Our study has several limitations determined by its cross-sectional, one-institutional design. We were not able to assess patients longitudinally. However, we obtained the data used in this study from a prospectively and carefully maintained database, which reduced the risk of errors and/or omissions. We could not determine causality of UI due to the cross-sectional design. In addition, we did not classify UI as either stress UI or urgency UI. Subtyping would have yield greater detail because these two types of UI have different mechanisms. Some studies of the general population showed a stronger association with depression symptoms and urgency UI than with stress UI [11, 24]. Nevertheless, we used a validated tool to recognize and quantify UI. Future studies should be conducted to clarify the relationship between depression and different types of UI; the use of a bladder diary may further improve obtained data. We acknowledge that the patients evaluated represented a highly selected cohort, treated at a single, high-volume academic center; thus, the results may not be fully transferable to daily clinical practice for all patients treated for depression. Although our sample size was large enough for powerful statistical analysis, possibly, with a larger patient group, a significant correlation between UI and depression severity in men may be determined. Thus, further large-cohort prospective studies should investigate these important issues. Longitudinal analyses would be of value because both UI and depression are dynamic conditions, in terms of their natural history and treatment. These further investigations will help to clarify whether UI causes or exacerbates depression, depression causes or exacerbates incontinence, or the two conditions coexist just by the coincidence.

CONCLUSIONS

This study provided exclusive data to determine the role of UI in patients who experience depression. In our cohort, patients had a high overall rate of UI. In women, UI correlated with depression severity. Because coexistence of UI and depression may increase the symptom burden more than the impact of only one disorder, it is important to be aware of the association between these two conditions. This study should lead to improvement of the knowledge and clinical practice of physicians who care for patients with depression. Further studies, preferably longitudinal with a larger number of patients, are needed to validate our findings.

CONFLICTS OF INTEREST

The authors declare no conflicts of interest.
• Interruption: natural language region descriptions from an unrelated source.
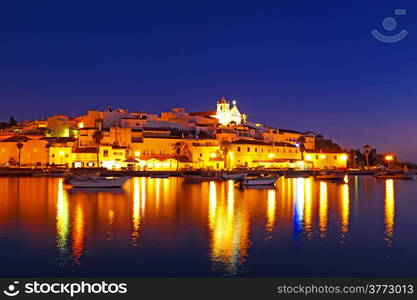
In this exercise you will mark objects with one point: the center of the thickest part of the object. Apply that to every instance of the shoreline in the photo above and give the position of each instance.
(25, 172)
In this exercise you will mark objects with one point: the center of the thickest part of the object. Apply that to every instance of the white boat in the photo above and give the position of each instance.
(233, 176)
(159, 175)
(330, 176)
(197, 176)
(52, 174)
(386, 175)
(97, 182)
(258, 181)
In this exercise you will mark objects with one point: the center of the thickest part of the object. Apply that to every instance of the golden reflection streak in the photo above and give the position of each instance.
(62, 218)
(298, 205)
(78, 234)
(143, 196)
(135, 212)
(212, 202)
(308, 208)
(323, 209)
(389, 210)
(230, 197)
(271, 206)
(345, 208)
(229, 230)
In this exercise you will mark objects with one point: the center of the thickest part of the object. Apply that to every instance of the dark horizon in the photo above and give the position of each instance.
(305, 66)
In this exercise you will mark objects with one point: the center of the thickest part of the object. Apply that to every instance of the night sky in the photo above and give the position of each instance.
(304, 65)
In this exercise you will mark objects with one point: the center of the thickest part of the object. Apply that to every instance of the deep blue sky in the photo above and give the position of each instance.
(305, 65)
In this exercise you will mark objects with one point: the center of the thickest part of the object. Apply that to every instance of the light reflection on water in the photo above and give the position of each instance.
(165, 227)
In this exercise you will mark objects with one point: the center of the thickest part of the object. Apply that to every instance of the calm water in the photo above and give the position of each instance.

Compliance with Ethical Standards

This study was approved by the research ethics committee of the Jagiellonian University Medical College, Cracow, Poland (KBET/266/B/2013). All participants provided written informed consent. This study was carried out in agreement with applicable laws and regulations, good clinical practice, and ethical principles, as described in the Declaration of Helsinki of 1975, and revised in 2008.